Certainly the process of dealing with bureaucrazy and apartment hunting has offered me the wonderful opportunity to do battle with my worst character trait: impatience. So far, it’s a losing one I’m afraid. I’ve never been so impatient in my life. The other day we saw an apartment that was acceptable as long as we were granted the profound privilege of putting my beloved washer and dryer in the kitchen. (Sidebar: the Swiss rarely have their own machines and rely on common laundry rooms with a strict schedule. I’m a free spirit baby and restricting myself to Tuesday mornings for washing is not on, nor is getting rid of my swanky machines less than a year old).

So. We went to the agency to ask if this would be possible. We couldn’t get past the receptionist (as usual) to ask anyone this simple question. You apply first, ask questions later. Then she told us she would mail us an application, we’d have to mail it back and then we’d begin the long, drawn out mess of being considered. That was it for me. Last straw, meet camel’s back. We walked out deflated yet again but this time I was annoyed. Up came my ego, I mean sweet Jaysus, we’ve bought and sold like a million houses. I cannot take this foolishness a moment longer.
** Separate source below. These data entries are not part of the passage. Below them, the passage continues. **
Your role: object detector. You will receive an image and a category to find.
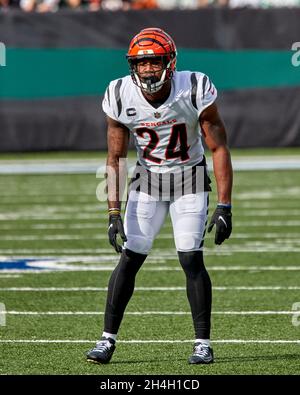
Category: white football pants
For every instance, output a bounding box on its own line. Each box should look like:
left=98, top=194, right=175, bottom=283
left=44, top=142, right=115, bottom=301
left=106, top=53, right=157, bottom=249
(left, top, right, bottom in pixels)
left=124, top=191, right=208, bottom=254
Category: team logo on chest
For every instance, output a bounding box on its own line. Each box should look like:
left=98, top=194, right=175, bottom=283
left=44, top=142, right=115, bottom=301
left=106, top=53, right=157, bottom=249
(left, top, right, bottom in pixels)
left=126, top=107, right=136, bottom=117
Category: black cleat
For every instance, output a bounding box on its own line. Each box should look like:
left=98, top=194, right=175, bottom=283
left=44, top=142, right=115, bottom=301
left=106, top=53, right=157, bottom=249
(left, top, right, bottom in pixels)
left=86, top=337, right=116, bottom=363
left=189, top=343, right=214, bottom=364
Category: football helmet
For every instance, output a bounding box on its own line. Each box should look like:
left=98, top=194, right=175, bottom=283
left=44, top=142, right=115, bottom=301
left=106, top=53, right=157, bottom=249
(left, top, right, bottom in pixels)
left=126, top=27, right=177, bottom=93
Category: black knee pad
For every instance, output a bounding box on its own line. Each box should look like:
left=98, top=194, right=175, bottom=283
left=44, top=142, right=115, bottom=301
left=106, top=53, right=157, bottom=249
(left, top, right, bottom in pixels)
left=118, top=248, right=147, bottom=275
left=178, top=251, right=206, bottom=278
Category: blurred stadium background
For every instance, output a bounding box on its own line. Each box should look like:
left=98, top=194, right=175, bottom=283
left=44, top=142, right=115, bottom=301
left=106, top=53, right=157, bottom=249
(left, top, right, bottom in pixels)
left=0, top=0, right=300, bottom=375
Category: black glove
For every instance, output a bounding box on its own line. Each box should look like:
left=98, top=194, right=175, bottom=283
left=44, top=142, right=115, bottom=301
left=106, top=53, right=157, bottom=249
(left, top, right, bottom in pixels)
left=108, top=214, right=127, bottom=253
left=207, top=206, right=232, bottom=244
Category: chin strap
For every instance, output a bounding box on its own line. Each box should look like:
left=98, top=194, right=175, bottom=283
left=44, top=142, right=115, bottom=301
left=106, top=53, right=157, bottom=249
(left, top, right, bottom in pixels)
left=133, top=62, right=171, bottom=93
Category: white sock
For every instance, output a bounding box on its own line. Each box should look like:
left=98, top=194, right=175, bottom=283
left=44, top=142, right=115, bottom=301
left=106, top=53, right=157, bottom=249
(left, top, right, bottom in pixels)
left=195, top=339, right=210, bottom=347
left=102, top=332, right=118, bottom=341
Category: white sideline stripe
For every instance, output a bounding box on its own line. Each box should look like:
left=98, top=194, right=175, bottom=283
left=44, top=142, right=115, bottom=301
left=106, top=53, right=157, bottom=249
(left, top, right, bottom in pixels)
left=0, top=339, right=300, bottom=344
left=0, top=286, right=300, bottom=292
left=6, top=310, right=296, bottom=315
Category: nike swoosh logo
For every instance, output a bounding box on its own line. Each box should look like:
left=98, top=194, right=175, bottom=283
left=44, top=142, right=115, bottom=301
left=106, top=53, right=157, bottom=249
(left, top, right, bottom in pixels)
left=218, top=215, right=227, bottom=228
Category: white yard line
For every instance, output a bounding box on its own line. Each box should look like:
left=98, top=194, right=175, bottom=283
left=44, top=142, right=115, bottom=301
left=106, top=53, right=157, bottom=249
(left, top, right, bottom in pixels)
left=0, top=339, right=300, bottom=344
left=0, top=286, right=300, bottom=292
left=6, top=310, right=296, bottom=316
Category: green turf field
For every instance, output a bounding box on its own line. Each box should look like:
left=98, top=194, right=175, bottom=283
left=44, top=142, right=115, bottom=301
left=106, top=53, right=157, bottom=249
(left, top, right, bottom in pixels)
left=0, top=150, right=300, bottom=375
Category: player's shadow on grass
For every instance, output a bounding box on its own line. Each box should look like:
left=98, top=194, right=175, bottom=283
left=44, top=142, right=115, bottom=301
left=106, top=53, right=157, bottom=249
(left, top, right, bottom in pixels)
left=110, top=358, right=188, bottom=365
left=215, top=353, right=300, bottom=363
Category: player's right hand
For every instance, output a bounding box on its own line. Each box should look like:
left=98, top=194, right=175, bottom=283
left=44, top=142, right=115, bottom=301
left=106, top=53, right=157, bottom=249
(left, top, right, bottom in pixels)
left=208, top=205, right=232, bottom=244
left=108, top=214, right=127, bottom=253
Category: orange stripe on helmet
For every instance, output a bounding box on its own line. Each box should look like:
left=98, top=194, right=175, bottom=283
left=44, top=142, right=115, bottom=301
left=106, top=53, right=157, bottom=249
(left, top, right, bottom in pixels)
left=127, top=28, right=176, bottom=59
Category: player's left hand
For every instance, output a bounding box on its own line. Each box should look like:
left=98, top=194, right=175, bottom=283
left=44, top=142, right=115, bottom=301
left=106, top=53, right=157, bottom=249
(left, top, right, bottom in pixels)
left=108, top=214, right=127, bottom=253
left=207, top=207, right=232, bottom=244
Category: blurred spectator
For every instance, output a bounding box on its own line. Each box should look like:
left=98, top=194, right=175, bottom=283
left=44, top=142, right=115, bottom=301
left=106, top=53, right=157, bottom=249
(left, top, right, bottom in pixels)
left=88, top=0, right=131, bottom=11
left=20, top=0, right=60, bottom=12
left=130, top=0, right=158, bottom=10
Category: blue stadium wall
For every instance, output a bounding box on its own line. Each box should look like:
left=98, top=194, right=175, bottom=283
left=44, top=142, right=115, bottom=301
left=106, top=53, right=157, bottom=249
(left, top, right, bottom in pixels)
left=0, top=9, right=300, bottom=152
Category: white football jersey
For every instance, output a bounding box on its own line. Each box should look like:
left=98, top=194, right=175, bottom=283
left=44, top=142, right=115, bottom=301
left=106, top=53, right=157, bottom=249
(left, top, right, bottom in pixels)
left=102, top=71, right=217, bottom=173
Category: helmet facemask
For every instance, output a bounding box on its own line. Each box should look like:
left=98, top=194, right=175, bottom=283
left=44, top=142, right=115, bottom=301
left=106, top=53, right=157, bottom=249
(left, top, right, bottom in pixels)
left=127, top=54, right=176, bottom=94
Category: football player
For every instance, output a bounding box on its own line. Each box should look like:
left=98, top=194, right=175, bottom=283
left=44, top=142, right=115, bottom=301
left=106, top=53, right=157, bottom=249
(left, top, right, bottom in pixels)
left=87, top=28, right=232, bottom=364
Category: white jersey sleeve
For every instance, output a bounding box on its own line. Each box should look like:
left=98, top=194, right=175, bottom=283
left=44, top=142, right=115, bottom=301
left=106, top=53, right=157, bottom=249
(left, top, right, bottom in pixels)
left=194, top=73, right=218, bottom=116
left=102, top=80, right=119, bottom=121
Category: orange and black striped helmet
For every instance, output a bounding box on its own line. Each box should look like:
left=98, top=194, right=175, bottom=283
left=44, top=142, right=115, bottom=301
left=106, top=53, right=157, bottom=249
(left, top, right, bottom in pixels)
left=126, top=27, right=177, bottom=93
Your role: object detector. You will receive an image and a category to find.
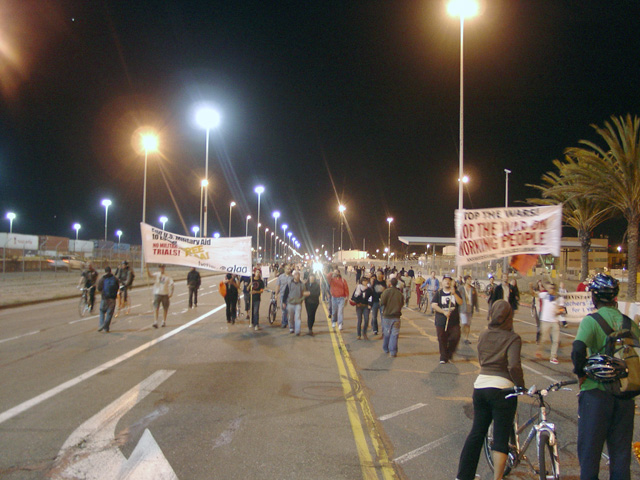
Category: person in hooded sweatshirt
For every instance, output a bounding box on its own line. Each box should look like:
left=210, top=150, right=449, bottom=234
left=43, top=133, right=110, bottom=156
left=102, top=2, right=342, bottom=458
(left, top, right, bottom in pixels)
left=456, top=300, right=524, bottom=480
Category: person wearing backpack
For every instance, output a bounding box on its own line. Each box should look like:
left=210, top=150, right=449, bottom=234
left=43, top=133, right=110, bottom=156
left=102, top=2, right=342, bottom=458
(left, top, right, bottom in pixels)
left=98, top=266, right=120, bottom=333
left=571, top=273, right=640, bottom=480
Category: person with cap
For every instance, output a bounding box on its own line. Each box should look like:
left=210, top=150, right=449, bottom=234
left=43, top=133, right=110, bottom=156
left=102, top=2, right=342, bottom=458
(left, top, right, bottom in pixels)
left=571, top=273, right=640, bottom=480
left=456, top=300, right=524, bottom=480
left=147, top=263, right=173, bottom=328
left=98, top=266, right=120, bottom=333
left=431, top=274, right=462, bottom=363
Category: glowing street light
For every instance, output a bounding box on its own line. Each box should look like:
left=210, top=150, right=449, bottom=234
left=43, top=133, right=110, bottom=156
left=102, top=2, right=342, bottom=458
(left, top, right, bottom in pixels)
left=102, top=198, right=113, bottom=242
left=140, top=133, right=158, bottom=225
left=196, top=107, right=220, bottom=237
left=387, top=217, right=393, bottom=266
left=5, top=212, right=16, bottom=233
left=253, top=185, right=264, bottom=263
left=229, top=202, right=236, bottom=236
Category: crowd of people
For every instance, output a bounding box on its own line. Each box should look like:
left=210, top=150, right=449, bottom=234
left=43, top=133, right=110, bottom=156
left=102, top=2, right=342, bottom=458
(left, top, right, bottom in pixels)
left=79, top=262, right=640, bottom=480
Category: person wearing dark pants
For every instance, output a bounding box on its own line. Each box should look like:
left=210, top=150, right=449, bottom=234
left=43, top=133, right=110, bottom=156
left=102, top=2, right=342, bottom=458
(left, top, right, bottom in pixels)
left=456, top=300, right=524, bottom=480
left=431, top=275, right=462, bottom=363
left=571, top=273, right=640, bottom=480
left=304, top=273, right=321, bottom=335
left=187, top=267, right=202, bottom=308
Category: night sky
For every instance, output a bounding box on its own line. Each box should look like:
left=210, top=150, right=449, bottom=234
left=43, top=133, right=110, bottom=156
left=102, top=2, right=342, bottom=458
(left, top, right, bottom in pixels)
left=0, top=0, right=640, bottom=255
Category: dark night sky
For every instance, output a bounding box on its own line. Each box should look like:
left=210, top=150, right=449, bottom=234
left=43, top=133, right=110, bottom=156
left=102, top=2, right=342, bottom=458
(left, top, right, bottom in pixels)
left=0, top=0, right=640, bottom=253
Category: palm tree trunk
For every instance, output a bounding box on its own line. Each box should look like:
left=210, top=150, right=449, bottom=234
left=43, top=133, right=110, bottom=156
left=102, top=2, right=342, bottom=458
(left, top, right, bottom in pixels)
left=578, top=230, right=591, bottom=281
left=627, top=212, right=640, bottom=302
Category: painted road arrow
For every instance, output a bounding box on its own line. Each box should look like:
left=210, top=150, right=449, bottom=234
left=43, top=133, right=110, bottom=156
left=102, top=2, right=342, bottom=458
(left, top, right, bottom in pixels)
left=49, top=370, right=178, bottom=480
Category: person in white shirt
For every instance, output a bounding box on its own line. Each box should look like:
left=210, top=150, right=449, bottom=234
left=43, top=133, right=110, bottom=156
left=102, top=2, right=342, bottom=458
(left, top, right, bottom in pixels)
left=531, top=283, right=565, bottom=365
left=147, top=264, right=173, bottom=328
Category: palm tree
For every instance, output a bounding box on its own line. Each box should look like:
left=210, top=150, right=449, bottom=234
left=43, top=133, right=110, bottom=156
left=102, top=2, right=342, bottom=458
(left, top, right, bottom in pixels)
left=527, top=157, right=614, bottom=280
left=556, top=114, right=640, bottom=301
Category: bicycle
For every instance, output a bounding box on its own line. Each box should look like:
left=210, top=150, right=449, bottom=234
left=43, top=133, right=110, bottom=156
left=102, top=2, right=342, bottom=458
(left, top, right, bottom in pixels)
left=78, top=286, right=96, bottom=317
left=267, top=289, right=278, bottom=325
left=483, top=380, right=578, bottom=480
left=113, top=285, right=131, bottom=318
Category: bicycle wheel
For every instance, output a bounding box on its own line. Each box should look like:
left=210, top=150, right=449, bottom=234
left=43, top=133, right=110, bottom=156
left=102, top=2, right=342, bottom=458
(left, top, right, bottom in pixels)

But it’s not all bad news. If you’re going to be frustrated you might as well do it where they have vineyards that look like this…

And benches that look like this…

There may also be more good news. I don’t want to say too much in case I jinx it (clearly the transformation from psychiatrist to psychic is almost complete), but an agency has decided to actually put us in front of the owner of an apartment we applied for a while back. This is a big step but no guarantee of acceptance. Frankly, I’m running out of steam.

Here I am, a full grown (freakishly grown) woman fretting over what I should wear to beg a guy to bestow upon me a tiny, expensive apartment that 2 years ago I wouldn’t have even remotely considered as a home for us. One toilet, which means the risk of divorce is high. Almost no closets, unless you count the kitchen, and yet I feel like if we don’t get it, it will be a tragedy of epic proportions.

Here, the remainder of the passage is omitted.